Electronic tongues rely on samples to be in liquid form for analysis. Solid formulations such as tablets must therefore be at least partially dissolved prior to analysis. This step should replicate as closely as possible the physiological process wherein the dosage form is partially dissolved by insalivation during intake. For example, dosage forms such as ODGs only dissolve partially in the mouth. So, analysis should only be done on the fraction that dissolves before swallowing. This can be achieved in the laboratory by the addition of “artificial saliva” for a comparable time that ODGs would spend in the mouth prior to being swallowed (typically less than a minute). This partially dissolved mixture can be filtered, and the solution analysed using the electronic tongue. An assessment of aftertaste can be made by dissolving the ODG completely, and comparing it with the sample dissolved for the shorter time period.
There are two key approaches to formulation development using an electronic tongue: top-down and bottom-up. A top-down approach is used when a good tasting comparator product is available. In this case, the aim is to match the taste of the product under development to this reference product as closely as possible, which is particularly suited to the development of generic products. In some cases, data about the acceptance of the comparator may be available, which can be particularly useful if the target group is difficult to access (such as for paediatric formulations). The PCA plot in Figure 3 shows how the final formulation should be close to the placebo formulation (and comparator) and distant from the API.

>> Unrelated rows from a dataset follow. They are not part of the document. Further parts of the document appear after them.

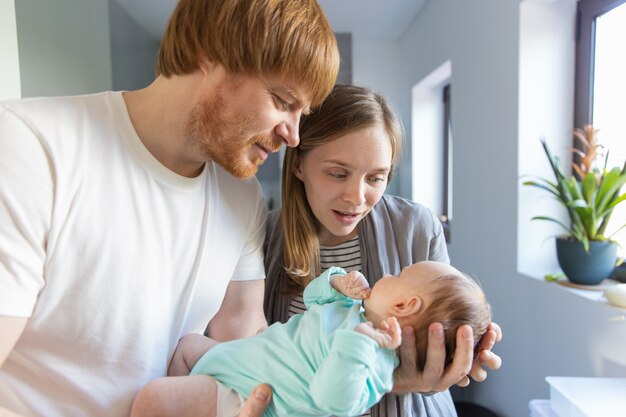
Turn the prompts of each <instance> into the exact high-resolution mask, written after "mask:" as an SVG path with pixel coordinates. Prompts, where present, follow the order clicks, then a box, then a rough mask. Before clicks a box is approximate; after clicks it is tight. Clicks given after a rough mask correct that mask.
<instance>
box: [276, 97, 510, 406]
mask: <svg viewBox="0 0 626 417" xmlns="http://www.w3.org/2000/svg"><path fill="white" fill-rule="evenodd" d="M401 142H402V129H401V125H400V122H399V120H398V117H397V116H396V115H395V113H394V112H393V110H392V108H391V107H390V106H389V104H388V103H387V102H386V101H385V99H384V98H383V97H381V96H380V95H378V94H374V93H372V92H370V91H369V90H367V89H365V88H360V87H355V86H342V85H338V86H335V88H334V90H333V92H332V93H331V94H330V96H329V97H328V98H327V99H326V101H325V102H324V103H323V104H322V105H321V107H320V108H318V109H316V110H315V111H314V112H313V113H311V114H310V115H309V116H306V117H304V118H303V120H302V122H301V124H300V144H299V146H298V147H297V148H289V149H287V151H286V154H285V159H284V164H283V174H282V208H281V209H279V210H277V211H273V212H272V213H270V216H269V218H268V224H267V236H266V241H265V271H266V275H267V282H266V293H265V311H266V314H267V318H268V322H269V324H271V323H274V322H276V321H281V322H284V321H286V320H287V319H288V318H289V317H290V316H291V315H293V314H296V313H300V312H302V311H303V308H304V305H303V303H302V290H303V288H304V287H305V286H306V284H308V282H310V281H311V280H312V279H313V278H314V277H315V276H316V275H318V274H319V273H320V272H321V271H323V270H324V269H326V268H328V267H330V266H340V267H343V268H344V269H346V270H348V271H352V270H359V271H362V272H363V274H364V275H365V276H366V277H367V278H368V279H373V278H374V277H382V276H383V275H384V274H399V273H400V271H401V269H402V268H403V267H405V266H408V265H411V264H412V263H415V262H417V261H422V260H434V261H442V262H449V258H448V253H447V249H446V243H445V238H444V235H443V228H442V226H441V224H440V223H439V221H438V220H437V219H436V217H435V216H434V215H433V214H432V213H431V212H430V211H429V210H428V209H426V208H425V207H423V206H421V205H419V204H416V203H414V202H411V201H408V200H405V199H403V198H400V197H393V196H386V195H383V193H384V191H385V189H386V187H387V184H388V182H389V180H390V179H391V176H392V174H393V169H394V167H395V164H396V161H397V159H398V155H399V153H400V148H401ZM370 284H373V282H371V283H370ZM462 332H463V334H462V335H460V334H461V333H462ZM440 333H441V325H440V324H433V325H431V327H430V329H429V350H428V352H429V353H428V360H427V361H426V366H425V370H424V372H423V373H418V371H417V370H416V366H415V357H416V350H415V336H414V335H413V334H412V333H410V330H409V329H406V330H405V331H404V332H403V344H402V348H401V359H402V365H401V366H400V367H399V368H398V370H397V371H396V377H395V385H394V391H396V392H408V393H407V394H400V395H395V394H390V395H388V396H386V397H384V398H383V400H382V401H381V402H380V403H379V404H378V405H376V406H374V407H373V408H372V409H371V415H372V416H380V417H385V416H389V417H392V416H393V417H399V416H402V417H407V416H422V417H425V416H428V417H434V416H441V417H444V416H446V417H447V416H456V412H455V410H454V405H453V403H452V398H451V396H450V393H449V391H448V390H447V388H448V387H449V386H450V385H453V384H454V383H458V384H459V385H462V386H465V385H467V384H468V383H469V379H468V378H467V377H466V376H465V375H466V374H468V370H470V366H471V372H469V373H470V374H471V375H472V376H473V377H474V379H476V380H482V379H484V378H485V371H484V370H483V369H482V368H481V365H482V364H485V365H487V366H489V367H490V368H493V369H497V368H498V367H499V363H500V358H499V357H497V356H496V355H495V354H493V353H491V352H490V349H491V347H492V345H493V343H495V341H496V339H499V338H500V337H501V332H500V329H499V327H498V326H497V325H495V324H494V323H492V326H491V330H490V331H489V332H488V334H487V336H486V337H484V338H483V339H482V340H481V344H480V347H481V349H482V352H481V355H480V356H479V359H477V360H476V361H475V362H474V363H473V364H472V359H471V358H472V350H473V349H472V346H471V345H472V343H471V342H468V340H471V336H470V337H469V338H468V334H467V329H463V330H462V331H461V330H460V331H459V332H458V333H457V340H458V345H459V347H458V348H457V351H456V353H455V360H454V362H453V364H452V365H451V366H450V367H449V368H446V370H445V371H443V372H442V371H441V368H442V364H443V359H442V357H441V348H440V342H441V340H440V339H437V337H440V336H439V335H440ZM469 334H470V335H471V332H470V333H469ZM433 337H435V339H434V340H435V341H436V343H435V342H432V340H433V339H432V338H433ZM444 355H445V352H444ZM440 359H441V360H440ZM431 390H432V391H433V392H435V393H429V394H428V395H421V394H415V393H410V392H420V391H422V392H423V391H431ZM437 391H441V392H437ZM366 415H369V414H366Z"/></svg>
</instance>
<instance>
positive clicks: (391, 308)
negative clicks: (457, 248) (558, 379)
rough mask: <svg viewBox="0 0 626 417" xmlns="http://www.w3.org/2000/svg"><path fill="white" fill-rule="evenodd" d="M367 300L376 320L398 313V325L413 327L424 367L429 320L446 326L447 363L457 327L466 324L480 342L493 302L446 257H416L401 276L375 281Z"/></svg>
mask: <svg viewBox="0 0 626 417" xmlns="http://www.w3.org/2000/svg"><path fill="white" fill-rule="evenodd" d="M364 305H365V316H366V317H367V319H368V320H370V321H372V322H373V323H374V325H379V324H380V322H381V321H382V320H385V319H386V318H388V317H390V316H394V317H396V318H397V319H398V321H399V323H400V327H402V328H404V327H406V326H412V327H413V328H414V329H415V335H416V339H417V352H418V367H419V368H420V369H422V368H423V365H424V362H425V359H426V347H427V345H428V326H429V325H430V324H431V323H434V322H439V323H441V324H442V325H443V328H444V332H445V344H446V364H448V363H449V362H450V361H452V357H453V355H454V350H455V348H456V331H457V329H458V328H459V326H461V325H463V324H468V325H469V326H470V327H471V328H472V330H473V332H474V341H476V342H477V341H479V340H480V338H481V337H482V336H483V335H484V334H485V332H486V331H487V328H488V326H489V324H490V323H491V307H490V306H489V304H488V303H487V299H486V298H485V294H484V293H483V291H482V290H481V288H480V287H479V286H478V284H477V283H476V282H475V281H474V280H472V279H471V278H469V277H467V276H466V275H464V274H462V273H461V272H459V271H458V270H457V269H456V268H454V267H452V266H450V265H448V264H445V263H442V262H434V261H424V262H418V263H416V264H413V265H411V266H409V267H406V268H404V269H403V270H402V272H401V273H400V275H385V276H384V277H382V278H381V279H380V280H378V281H377V282H376V283H375V284H374V286H373V287H372V292H371V294H370V296H369V298H368V299H367V300H366V301H365V304H364Z"/></svg>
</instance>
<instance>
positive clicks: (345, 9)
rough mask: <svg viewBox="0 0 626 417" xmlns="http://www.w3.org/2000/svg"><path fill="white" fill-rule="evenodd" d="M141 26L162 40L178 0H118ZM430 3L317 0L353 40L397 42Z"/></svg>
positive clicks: (377, 0) (416, 0) (145, 29)
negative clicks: (391, 41)
mask: <svg viewBox="0 0 626 417" xmlns="http://www.w3.org/2000/svg"><path fill="white" fill-rule="evenodd" d="M116 1H117V2H118V3H119V4H120V5H121V6H122V7H123V8H124V9H125V10H126V11H127V12H128V14H130V15H131V16H132V17H133V18H134V19H135V20H136V21H137V23H139V25H140V26H141V27H143V28H144V29H145V30H146V31H147V32H148V33H149V34H151V35H152V36H154V37H155V38H157V39H160V38H161V35H162V33H163V30H164V28H165V24H166V23H167V18H168V17H169V15H170V13H171V12H172V10H173V9H174V6H175V4H176V0H160V1H154V0H116ZM427 1H428V0H318V2H319V4H320V5H321V6H322V8H323V9H324V12H325V13H326V16H328V20H329V21H330V23H331V25H332V27H333V30H334V31H335V32H337V33H352V36H353V37H354V38H358V39H367V40H387V41H388V40H397V39H398V38H400V37H401V36H402V35H403V34H404V32H405V31H406V30H407V29H408V27H409V26H410V25H411V23H412V22H413V21H414V20H415V18H416V17H417V15H418V13H419V11H420V10H421V8H422V7H423V6H424V4H425V3H426V2H427Z"/></svg>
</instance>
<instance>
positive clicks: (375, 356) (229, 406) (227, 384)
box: [131, 261, 491, 417]
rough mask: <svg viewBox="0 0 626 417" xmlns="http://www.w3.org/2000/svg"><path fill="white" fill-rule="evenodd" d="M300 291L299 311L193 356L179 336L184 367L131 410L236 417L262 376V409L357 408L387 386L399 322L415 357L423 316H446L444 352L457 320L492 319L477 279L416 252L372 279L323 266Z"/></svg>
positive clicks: (448, 354)
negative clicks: (445, 340) (478, 284)
mask: <svg viewBox="0 0 626 417" xmlns="http://www.w3.org/2000/svg"><path fill="white" fill-rule="evenodd" d="M303 297H304V302H305V305H306V307H307V311H306V312H305V313H304V314H298V315H295V316H293V317H292V318H291V319H289V321H288V322H286V323H275V324H273V325H272V326H270V327H268V328H267V329H266V330H265V331H264V332H262V333H260V334H258V335H256V336H254V337H250V338H246V339H238V340H234V341H231V342H226V343H221V344H218V345H216V346H215V347H213V348H212V349H210V350H208V351H207V352H206V353H204V354H203V355H202V356H201V357H200V359H199V360H197V362H196V359H197V356H198V355H197V351H195V350H194V348H193V341H192V340H191V339H188V338H187V337H186V338H183V339H181V341H180V343H179V345H178V347H177V349H176V352H175V353H174V358H173V359H172V363H179V364H188V363H195V366H193V369H191V375H189V376H183V377H165V378H161V379H159V380H156V381H153V382H151V383H150V384H148V385H147V386H146V387H145V388H144V389H143V390H142V391H141V392H140V393H139V395H138V396H137V398H136V399H135V402H134V404H133V410H132V414H131V416H132V417H140V416H172V417H174V416H181V415H185V416H198V417H200V416H202V417H204V416H207V417H213V416H219V417H230V416H233V417H235V416H237V415H238V414H239V411H240V408H241V406H242V405H243V402H244V401H245V398H246V397H247V396H248V395H249V394H250V393H251V392H252V390H253V389H254V387H256V386H257V385H259V384H260V383H269V384H270V385H271V386H272V390H273V396H272V401H271V403H270V406H269V407H268V409H267V411H266V412H265V416H268V417H269V416H284V417H286V416H301V417H305V416H329V415H335V416H355V415H360V414H362V413H363V412H364V411H365V410H367V409H368V408H370V407H371V406H372V405H374V404H375V403H377V402H378V401H379V400H380V398H381V397H382V396H383V395H384V394H385V393H387V392H390V391H391V389H392V386H393V371H394V369H395V367H396V366H398V364H399V360H398V357H397V355H396V350H395V349H396V348H398V347H399V346H400V343H401V331H400V329H401V328H403V327H406V326H412V327H413V328H414V329H415V332H416V336H417V340H418V345H417V347H418V363H419V364H423V363H424V361H425V357H426V344H427V337H428V336H427V332H428V326H429V325H430V323H432V322H435V321H437V322H440V323H442V324H443V326H444V329H445V333H446V335H445V336H446V337H445V339H446V353H447V361H451V360H452V354H453V353H454V349H455V341H456V338H455V335H456V329H457V328H458V327H459V326H460V325H463V324H469V325H470V326H471V327H472V329H473V331H474V340H480V338H481V337H482V335H483V334H484V333H485V332H486V330H487V327H488V325H489V323H491V309H490V307H489V304H488V303H487V301H486V298H485V295H484V293H483V292H482V290H481V289H480V287H479V286H478V285H477V284H476V283H475V282H474V281H473V280H471V279H470V278H468V277H466V276H465V275H463V274H461V273H460V272H459V271H458V270H456V269H455V268H453V267H451V266H450V265H447V264H444V263H440V262H432V261H424V262H418V263H416V264H414V265H411V266H409V267H407V268H405V269H403V270H402V272H401V273H400V275H397V276H394V275H385V276H384V277H382V278H381V279H380V280H378V281H377V282H376V283H375V285H374V286H373V287H372V288H370V287H369V284H368V282H367V280H366V279H365V277H364V276H363V275H362V274H360V273H358V272H350V273H346V272H345V271H344V270H343V269H341V268H330V269H328V270H326V271H325V272H324V273H323V274H322V275H320V276H319V277H317V278H316V279H314V280H313V281H311V282H310V283H309V285H307V287H306V288H305V290H304V294H303ZM374 324H375V325H374ZM421 366H423V365H421Z"/></svg>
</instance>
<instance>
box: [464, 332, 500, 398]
mask: <svg viewBox="0 0 626 417" xmlns="http://www.w3.org/2000/svg"><path fill="white" fill-rule="evenodd" d="M500 340H502V329H500V326H498V325H497V324H496V323H491V324H489V327H488V328H487V332H486V333H485V334H484V335H483V337H482V339H480V343H479V345H478V355H477V356H476V358H475V359H474V362H473V363H472V369H471V370H470V372H469V374H470V376H471V377H472V379H473V380H474V381H477V382H482V381H484V380H485V379H486V378H487V371H486V370H485V369H484V368H483V365H484V366H486V367H488V368H489V369H493V370H496V369H500V366H501V365H502V359H500V357H499V356H498V355H496V354H495V353H493V352H492V351H491V349H492V348H493V346H494V345H495V344H496V343H497V342H499V341H500ZM468 384H469V379H468V380H467V384H465V385H460V386H466V385H468Z"/></svg>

A bottom-up approach, by contrast, is used when there is no comparator available. Here, a pleasant tasting placebo is created and assessed both by an electronic tongue and organoleptically in a human taste trial. Excipients are then added to the unpleasant tasting API in an effort to match the taste with the results assessed by an electronic tongue. This approach has the advantage that taste can be improved using the electronic tongue without the need for several lengthy taste studies involving volunteers. Product efficacy can then be proven during clinical trials with the assurance that taste will not influence the results.
With the taste of a medication being one of the key attributes determining patient acceptability and compliance, as well as market acceptance, pharmaceutical companies must pay careful attention to the taste characteristics of the products they develop. Although this is important for all oral dosage forms, it is particularly important for user-friendly formulations that are savoured more intensely than conventional tablets and capsules.
Electronic tongues overcome many of the ethical and practical challenges associated with traditional pharmaceutical taste testing panels. Used in combination with the know-how of an expert taste-masking team, electronic tongues can significantly reduce the time and costs associated with formulation development.